Если хотите, я тоже могу стихи читать хоть и несколько часов подряд. Знаю их множество.
Только сейчас нас беспокоит этот дядька, что загулялся в степи, загостевался и забыл, что надо всему меру знать и возвращаться домой. Несется, будто гоголевская «птица-тройка», угомона не знает. Уже так разогрелся, что лоб покрылся испариной.
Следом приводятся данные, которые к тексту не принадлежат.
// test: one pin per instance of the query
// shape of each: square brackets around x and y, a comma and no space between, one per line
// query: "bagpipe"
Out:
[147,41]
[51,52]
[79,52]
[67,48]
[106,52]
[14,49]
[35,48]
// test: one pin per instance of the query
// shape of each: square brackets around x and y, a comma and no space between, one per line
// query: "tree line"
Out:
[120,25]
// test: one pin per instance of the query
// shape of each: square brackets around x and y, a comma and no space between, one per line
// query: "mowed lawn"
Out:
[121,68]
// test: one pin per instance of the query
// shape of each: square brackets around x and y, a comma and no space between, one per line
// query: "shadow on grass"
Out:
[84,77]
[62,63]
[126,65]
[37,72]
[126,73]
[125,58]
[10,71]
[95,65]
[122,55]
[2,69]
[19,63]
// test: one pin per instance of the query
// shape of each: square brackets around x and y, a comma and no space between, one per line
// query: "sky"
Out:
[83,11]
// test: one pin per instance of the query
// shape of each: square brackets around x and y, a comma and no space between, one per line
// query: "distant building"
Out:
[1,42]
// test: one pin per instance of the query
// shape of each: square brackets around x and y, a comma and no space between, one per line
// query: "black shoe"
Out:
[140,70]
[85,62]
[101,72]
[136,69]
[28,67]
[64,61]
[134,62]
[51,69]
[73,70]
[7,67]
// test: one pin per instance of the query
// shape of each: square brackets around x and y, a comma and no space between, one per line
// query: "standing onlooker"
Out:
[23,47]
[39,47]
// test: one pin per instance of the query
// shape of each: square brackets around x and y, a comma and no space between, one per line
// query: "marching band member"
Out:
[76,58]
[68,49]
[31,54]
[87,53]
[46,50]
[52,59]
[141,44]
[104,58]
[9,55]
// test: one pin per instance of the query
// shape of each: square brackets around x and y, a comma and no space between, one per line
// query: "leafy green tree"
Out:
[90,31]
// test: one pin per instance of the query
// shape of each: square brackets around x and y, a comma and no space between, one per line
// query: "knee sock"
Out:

А ему еще больше хочется движения: отчаянного, решительного, вопреки стихии. Мышцы — горят силой, жилы — аж скрипят и растягиваются, освобождаясь от неподвижности и остатков покоя.
Гульк! — ударит дядьке в глаз темнище, сплошная, без огонька, без сияния небесного. Да ведь ночь уже! Людоньки, где вы? Ого-го-го! — кричит гуляка. Думает: «Поиграю силой, сейчас как гаркну, так и снег с деревьев облетит». Ого-го-го!! — кричит еще сильнее. А снег не облетает, так как деревьев нигде не видно — чистое поле вокруг, безлюдное и безогненное. Вот тебе и проветрился.